Rahîmiyet ve Rezzâkıyet: Şefkat Eliyle Açılan Rızık Kapısı

Rahîmiyet ve Rezzâkıyet: Şefkat Eliyle Açılan Rızık Kapısı

“Rahîmiyet ve rezzakıyet” hakikatidir. 

   Yani umum zemin yüzünde ve içinde ve havasında ve denizinde bütün zîhayatın ve bilhassa zîruhun ve bilhassa âciz ve zayıfların ve bilhassa yavruların hem maddî ve midevî hem manevî bütün rızıklarını, şefkatkârane, kuru ve basit bir topraktan ve camid ve kemik gibi kuru odun parçalarından yapılan ve bilhassa en latîfi kan ve fışkı ortasından gelen ve bir dirhem kemik gibi bir tek çekirdekten yapılan binlerle okka taamların, vakti vaktine mukannen bir surette hiçbirini unutmayarak ve şaşırmayarak gözümüz önünde bir dest-i gaybî tarafından verilmesi hakikatidir.”
Şualar

İnsan, hayat sahnesine gözlerini açtığında ilk olarak bir rahmetle karşılaşır: Annesinin şefkatli kucağı, sütle dolu bir rahmet pınarıdır.
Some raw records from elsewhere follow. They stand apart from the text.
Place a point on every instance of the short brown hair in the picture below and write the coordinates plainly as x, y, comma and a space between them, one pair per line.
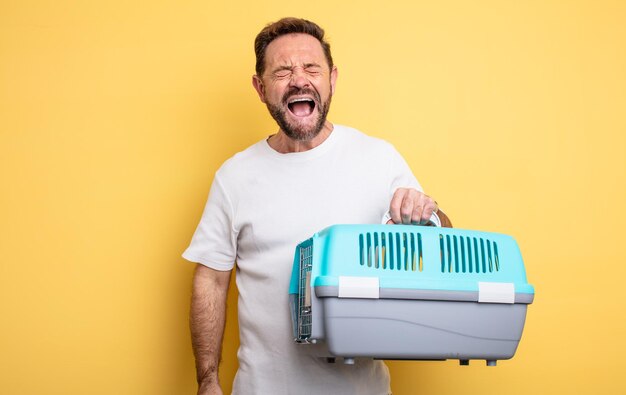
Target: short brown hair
283, 27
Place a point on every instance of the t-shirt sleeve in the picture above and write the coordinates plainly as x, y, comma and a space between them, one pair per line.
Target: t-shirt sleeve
401, 174
214, 243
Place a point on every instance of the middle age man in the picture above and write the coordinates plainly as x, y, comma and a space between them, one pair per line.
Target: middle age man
266, 199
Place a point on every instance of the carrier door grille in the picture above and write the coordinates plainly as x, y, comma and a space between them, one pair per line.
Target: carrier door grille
391, 250
468, 254
304, 292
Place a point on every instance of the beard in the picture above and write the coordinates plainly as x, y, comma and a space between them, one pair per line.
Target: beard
299, 131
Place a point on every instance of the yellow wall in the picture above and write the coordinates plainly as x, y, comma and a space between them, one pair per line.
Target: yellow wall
114, 116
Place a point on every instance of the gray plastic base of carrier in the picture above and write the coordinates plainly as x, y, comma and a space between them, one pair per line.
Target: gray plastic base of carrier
421, 330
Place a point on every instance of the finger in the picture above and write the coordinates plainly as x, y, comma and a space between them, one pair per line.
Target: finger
418, 209
396, 204
408, 204
430, 206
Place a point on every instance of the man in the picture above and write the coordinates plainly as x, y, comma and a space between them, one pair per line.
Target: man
266, 199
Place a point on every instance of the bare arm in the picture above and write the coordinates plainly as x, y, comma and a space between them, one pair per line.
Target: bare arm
206, 320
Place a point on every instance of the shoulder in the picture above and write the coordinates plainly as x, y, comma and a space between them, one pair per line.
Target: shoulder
357, 139
243, 161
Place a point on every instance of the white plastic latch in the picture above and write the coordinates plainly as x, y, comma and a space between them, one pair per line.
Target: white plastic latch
359, 287
496, 292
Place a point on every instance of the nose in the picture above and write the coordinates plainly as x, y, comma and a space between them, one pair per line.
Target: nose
298, 78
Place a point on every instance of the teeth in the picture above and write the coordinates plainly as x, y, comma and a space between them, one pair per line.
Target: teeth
299, 100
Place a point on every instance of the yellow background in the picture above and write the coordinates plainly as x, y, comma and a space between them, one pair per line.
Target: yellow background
114, 116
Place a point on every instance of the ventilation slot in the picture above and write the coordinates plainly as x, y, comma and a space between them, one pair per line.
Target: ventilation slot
304, 299
468, 254
391, 251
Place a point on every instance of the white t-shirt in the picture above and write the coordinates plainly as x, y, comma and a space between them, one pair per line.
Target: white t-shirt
261, 205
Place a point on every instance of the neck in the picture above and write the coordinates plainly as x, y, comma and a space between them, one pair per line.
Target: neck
280, 142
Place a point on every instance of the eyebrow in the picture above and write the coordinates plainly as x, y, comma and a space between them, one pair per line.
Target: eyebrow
289, 68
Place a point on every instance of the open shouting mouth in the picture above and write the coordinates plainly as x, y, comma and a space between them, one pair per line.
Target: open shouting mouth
301, 107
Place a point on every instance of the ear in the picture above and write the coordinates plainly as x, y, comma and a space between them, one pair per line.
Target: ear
259, 87
333, 79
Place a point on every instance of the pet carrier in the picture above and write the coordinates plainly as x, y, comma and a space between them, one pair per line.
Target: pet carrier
410, 293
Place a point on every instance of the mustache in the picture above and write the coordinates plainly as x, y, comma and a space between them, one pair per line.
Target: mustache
293, 91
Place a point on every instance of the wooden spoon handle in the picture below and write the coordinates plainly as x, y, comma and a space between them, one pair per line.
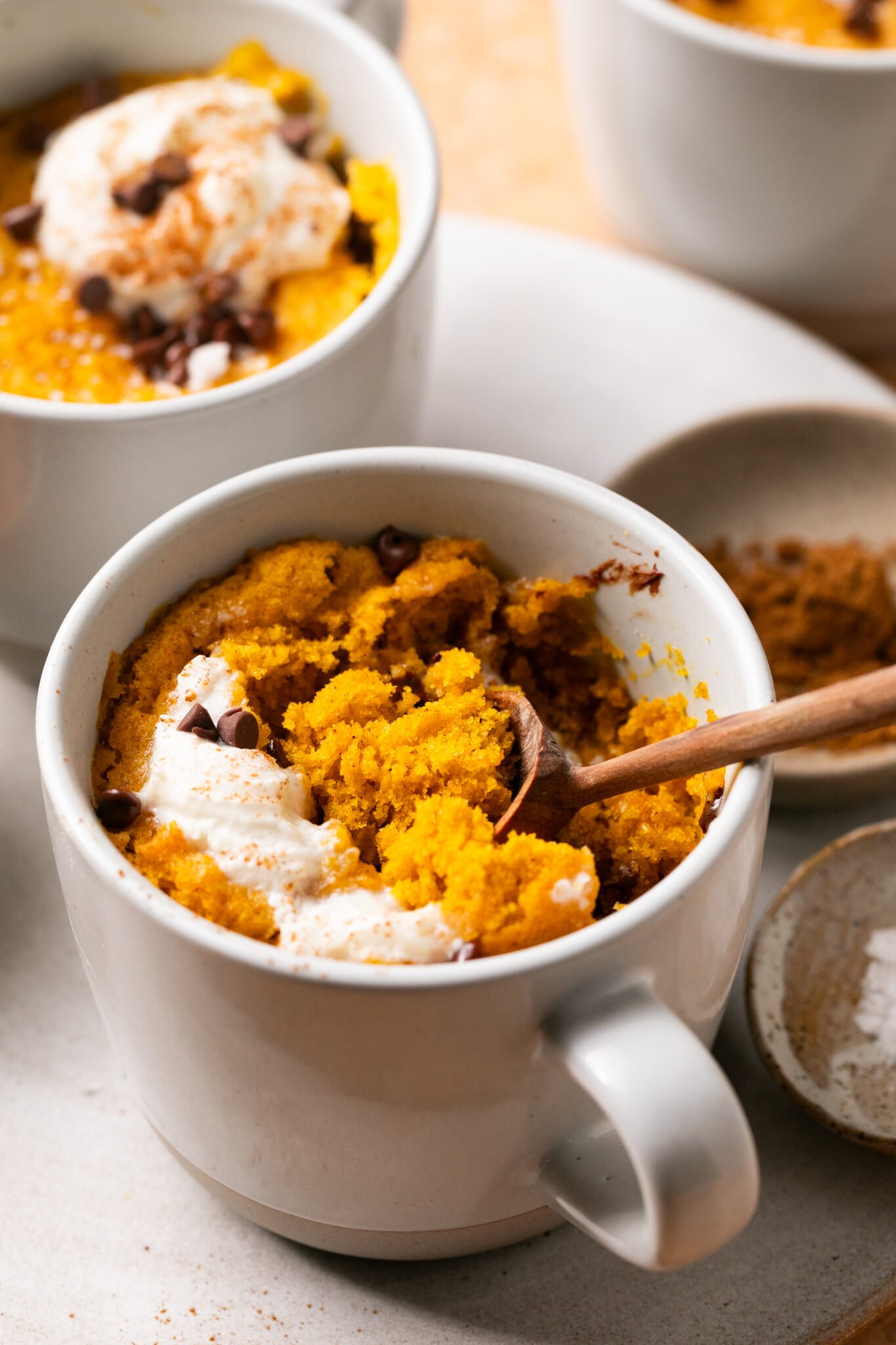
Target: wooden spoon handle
859, 704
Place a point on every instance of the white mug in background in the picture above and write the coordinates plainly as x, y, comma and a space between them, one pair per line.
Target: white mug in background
383, 18
765, 164
81, 479
426, 1111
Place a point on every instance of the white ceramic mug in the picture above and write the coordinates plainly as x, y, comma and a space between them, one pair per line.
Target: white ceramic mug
426, 1111
765, 164
78, 481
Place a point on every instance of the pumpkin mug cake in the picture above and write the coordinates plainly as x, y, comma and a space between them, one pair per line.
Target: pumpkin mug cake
164, 234
307, 751
851, 24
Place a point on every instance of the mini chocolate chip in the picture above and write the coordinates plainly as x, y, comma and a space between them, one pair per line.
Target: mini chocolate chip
151, 350
117, 808
227, 328
142, 197
297, 132
95, 294
465, 953
336, 160
196, 717
34, 135
22, 221
177, 351
861, 19
218, 288
360, 241
169, 170
198, 330
257, 326
142, 323
278, 752
395, 550
178, 373
97, 93
238, 728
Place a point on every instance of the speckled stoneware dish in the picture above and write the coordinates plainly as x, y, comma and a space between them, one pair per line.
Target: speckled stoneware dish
820, 474
807, 986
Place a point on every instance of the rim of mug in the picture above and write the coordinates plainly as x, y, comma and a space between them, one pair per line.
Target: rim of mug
740, 42
414, 237
73, 806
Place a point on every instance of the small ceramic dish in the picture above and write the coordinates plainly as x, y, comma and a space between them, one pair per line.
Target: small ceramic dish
821, 982
81, 479
806, 472
769, 165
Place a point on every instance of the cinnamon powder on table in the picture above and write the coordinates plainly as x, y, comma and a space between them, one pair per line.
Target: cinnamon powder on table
824, 612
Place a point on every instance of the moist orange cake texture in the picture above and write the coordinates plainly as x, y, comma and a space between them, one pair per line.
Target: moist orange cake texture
377, 690
50, 347
859, 26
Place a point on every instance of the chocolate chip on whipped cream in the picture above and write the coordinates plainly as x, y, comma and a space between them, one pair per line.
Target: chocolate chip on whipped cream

Henüz ne çalışabilir, ne kazanabilir, ne de talep edebilirken, bütün ihtiyaçları kendisine sunulmuş, acizliğiyle birlikte rızkı da hazırlanmıştır. Bu manzara sadece insan yavrusu için değil, denizdeki balıktan dağdaki ceylana, gökte uçan kuştan karıncanın yavrusuna kadar bütün mahlûkat için geçerlidir. İşte bu manzara, “rahîmiyet” ve “rezzâkıyet” isimlerinin tecellisidir.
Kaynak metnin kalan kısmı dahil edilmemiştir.